Building green and sustainable buildings is definitely a trend that’s here to stay. We pride ourselves on developing residential buildings that are not only easy on the eyes but also great for the environment and future generations. We’re not the only ones who believe this is important – in fact, there are several residential buildings around the world that also have many sustainable features.

Here’s a few:

Seattle’s Stream Belmont:


This 6-storey, 70-unit apartment complex in Seattle, Washington was completed late 2014, and is considered to be more upscale apartment. It’s located in Capitol Hill, one of the more trendy neighbourhoods in the city. It was designed to be LEED certified, and not just any level of LEED but Gold!
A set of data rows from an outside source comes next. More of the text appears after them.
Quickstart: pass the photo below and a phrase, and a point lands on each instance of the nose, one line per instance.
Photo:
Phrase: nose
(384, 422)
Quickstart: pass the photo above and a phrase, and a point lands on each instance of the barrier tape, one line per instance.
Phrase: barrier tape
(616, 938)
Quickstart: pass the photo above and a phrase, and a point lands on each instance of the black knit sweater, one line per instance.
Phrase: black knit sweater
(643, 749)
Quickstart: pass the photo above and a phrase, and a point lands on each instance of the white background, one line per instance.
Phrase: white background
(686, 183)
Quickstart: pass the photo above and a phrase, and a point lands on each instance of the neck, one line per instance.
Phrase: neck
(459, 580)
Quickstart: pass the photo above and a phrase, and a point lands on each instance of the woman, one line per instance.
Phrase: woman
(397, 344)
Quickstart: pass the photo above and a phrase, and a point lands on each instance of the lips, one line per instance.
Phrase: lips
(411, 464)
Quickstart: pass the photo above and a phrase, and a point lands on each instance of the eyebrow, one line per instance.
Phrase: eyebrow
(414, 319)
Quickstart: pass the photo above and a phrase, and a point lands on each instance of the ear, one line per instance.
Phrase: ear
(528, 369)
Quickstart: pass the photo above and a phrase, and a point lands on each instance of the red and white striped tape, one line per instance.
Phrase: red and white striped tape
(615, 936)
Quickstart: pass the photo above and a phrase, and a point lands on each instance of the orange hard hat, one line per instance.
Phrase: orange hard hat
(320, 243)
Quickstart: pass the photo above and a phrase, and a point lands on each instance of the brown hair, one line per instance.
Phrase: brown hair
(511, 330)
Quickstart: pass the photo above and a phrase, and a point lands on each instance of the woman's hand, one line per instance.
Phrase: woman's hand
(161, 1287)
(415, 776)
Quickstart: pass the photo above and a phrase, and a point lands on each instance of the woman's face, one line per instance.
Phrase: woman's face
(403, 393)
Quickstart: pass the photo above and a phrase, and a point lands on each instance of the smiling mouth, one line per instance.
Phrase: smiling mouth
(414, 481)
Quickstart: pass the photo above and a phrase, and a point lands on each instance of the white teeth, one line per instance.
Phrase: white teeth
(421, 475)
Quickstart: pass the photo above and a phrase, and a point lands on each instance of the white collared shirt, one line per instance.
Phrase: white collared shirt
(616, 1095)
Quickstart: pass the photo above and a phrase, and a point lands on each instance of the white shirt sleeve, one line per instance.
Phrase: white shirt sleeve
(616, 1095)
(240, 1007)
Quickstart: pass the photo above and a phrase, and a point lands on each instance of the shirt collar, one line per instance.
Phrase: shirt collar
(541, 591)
Some of its features include big, wide windows to allow a lot of natural light, reverse cycle air-to-water chillers to heat domestic hot water, LED lighting and reflective roofing. It was built with a net zero carbon footprint!

Melbourne’s The Commons:

The 5-storey apartment building built by local Australian firm Breathe Architecture is considered Australia’s flagship sustainable apartment building. It was completed in 2013, and has since won multiple awards including the Award for Residential Architecture and Sustainable Architecture at the 2014 National Architecture Awards. Some of the building’s features include a storage room for bikes rather than a parking garage, lots of greenery to shade the apartments in the summer, and thermal energy in lieu of traditional air conditioning. We like

New York City’s The Octagon:


Older than the other two buildings, The Octagon is 35% more energy efficient than New York State building code standards and uses far less energy than its traditional counterparts. The building is super green: over half of the construction materials used were manufactured within 500 miles of the construction site, and most of the waste was recycled. In addition to this, over 40% of the materials used are also recycled, including the wood used for the stairs in the rotunda. The Octagon also boasts wide windows, which means more natural light and fresher air.